Two formats of staging have been documented. One format was to present the performances on a decorated pageant cart that moved around the city to allow different crowds to watch each play, as well as providing actors with a dressing room and stage. The other format is often referred to as 'space and scaffold'. Scaffold and staging would be erected in a particular location, with the different heights of staging used to denote heaven and earth.
The Norwich Medieval Mystery Play is being presented in Norwich Castle Keep and we will be using staging and various scenic elements to fuse both pageant cart and space and scaffold formats.
The first image below depicts an English pageant wagon
Sharp - A Dissertation on the pageants (1825)

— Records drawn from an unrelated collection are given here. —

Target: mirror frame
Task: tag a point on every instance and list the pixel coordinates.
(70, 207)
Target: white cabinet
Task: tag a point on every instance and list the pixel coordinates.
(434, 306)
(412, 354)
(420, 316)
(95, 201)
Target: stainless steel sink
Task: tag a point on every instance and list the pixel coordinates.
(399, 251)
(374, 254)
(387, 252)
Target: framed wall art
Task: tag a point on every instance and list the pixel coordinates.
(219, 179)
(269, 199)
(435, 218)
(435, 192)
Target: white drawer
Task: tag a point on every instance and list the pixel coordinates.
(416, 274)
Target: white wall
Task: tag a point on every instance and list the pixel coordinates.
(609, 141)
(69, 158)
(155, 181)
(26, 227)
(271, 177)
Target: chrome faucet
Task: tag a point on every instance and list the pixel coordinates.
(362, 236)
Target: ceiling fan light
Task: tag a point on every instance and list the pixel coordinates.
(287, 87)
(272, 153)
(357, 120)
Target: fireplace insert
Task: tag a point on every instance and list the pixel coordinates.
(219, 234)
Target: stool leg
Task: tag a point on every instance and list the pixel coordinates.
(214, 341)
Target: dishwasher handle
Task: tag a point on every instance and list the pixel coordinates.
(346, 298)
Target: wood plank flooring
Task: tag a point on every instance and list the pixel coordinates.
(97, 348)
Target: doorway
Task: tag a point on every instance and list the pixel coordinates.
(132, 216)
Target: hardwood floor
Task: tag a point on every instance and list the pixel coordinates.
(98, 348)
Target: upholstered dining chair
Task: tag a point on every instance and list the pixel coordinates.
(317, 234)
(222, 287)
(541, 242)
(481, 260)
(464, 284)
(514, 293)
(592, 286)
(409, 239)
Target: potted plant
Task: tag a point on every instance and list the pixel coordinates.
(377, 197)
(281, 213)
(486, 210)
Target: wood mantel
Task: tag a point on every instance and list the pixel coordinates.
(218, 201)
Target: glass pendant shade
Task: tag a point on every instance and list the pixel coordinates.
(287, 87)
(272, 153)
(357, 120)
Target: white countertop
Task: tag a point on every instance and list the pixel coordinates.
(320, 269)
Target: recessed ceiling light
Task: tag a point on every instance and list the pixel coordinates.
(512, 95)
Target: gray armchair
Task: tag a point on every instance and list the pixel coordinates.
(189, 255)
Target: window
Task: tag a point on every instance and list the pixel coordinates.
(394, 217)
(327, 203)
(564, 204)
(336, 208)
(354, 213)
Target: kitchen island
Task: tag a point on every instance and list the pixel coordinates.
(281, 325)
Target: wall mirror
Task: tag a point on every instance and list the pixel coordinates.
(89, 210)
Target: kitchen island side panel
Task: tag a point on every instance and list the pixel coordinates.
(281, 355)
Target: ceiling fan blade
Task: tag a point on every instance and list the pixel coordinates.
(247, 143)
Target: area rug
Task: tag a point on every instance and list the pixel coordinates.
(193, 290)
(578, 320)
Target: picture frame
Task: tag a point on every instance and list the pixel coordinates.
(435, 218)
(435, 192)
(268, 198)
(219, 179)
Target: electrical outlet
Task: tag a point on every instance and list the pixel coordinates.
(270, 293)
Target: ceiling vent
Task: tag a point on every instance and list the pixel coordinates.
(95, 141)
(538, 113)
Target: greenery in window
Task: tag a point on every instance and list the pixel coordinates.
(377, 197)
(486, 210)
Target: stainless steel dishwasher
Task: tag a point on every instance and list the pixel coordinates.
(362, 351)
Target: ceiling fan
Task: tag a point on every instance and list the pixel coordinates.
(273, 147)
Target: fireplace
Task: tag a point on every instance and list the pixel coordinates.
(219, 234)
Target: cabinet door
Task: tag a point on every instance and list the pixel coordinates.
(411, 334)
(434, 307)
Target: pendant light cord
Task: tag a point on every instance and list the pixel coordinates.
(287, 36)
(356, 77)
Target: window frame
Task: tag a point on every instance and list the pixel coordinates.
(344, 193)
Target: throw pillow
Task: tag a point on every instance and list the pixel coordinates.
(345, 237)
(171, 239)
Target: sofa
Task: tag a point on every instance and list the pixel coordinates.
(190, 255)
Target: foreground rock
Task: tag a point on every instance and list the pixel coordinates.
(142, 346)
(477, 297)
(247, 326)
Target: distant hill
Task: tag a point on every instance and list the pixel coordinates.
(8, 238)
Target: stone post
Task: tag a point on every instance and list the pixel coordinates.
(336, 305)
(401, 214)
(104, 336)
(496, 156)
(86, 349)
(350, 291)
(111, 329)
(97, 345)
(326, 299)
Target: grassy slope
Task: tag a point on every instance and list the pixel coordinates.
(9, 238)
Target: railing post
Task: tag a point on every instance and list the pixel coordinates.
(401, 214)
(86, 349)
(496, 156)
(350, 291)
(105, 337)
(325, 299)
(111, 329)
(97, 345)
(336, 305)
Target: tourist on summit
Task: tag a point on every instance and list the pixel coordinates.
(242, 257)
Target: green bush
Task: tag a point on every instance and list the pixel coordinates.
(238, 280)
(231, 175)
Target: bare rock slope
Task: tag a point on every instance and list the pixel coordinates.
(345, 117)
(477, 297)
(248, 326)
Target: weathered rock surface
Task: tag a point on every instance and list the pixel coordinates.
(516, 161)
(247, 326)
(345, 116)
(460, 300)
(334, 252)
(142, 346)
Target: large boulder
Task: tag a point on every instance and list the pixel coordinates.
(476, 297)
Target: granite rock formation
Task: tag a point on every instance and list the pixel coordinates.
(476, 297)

The second image shows a depiction of a mystery play in Metz during the middle ages in space and scaffold format.
Auguste Migette (1802-1884) from Metz Immediate (1850)
This week we met with artist and set builder Andrew Stevenson, to go over drawings of scenic elements that he will be working on.
There is an interesting correlation to the trades of the medieval town guilds who would have met and discussed similar plans, budgets and timescales, leading up to their performances.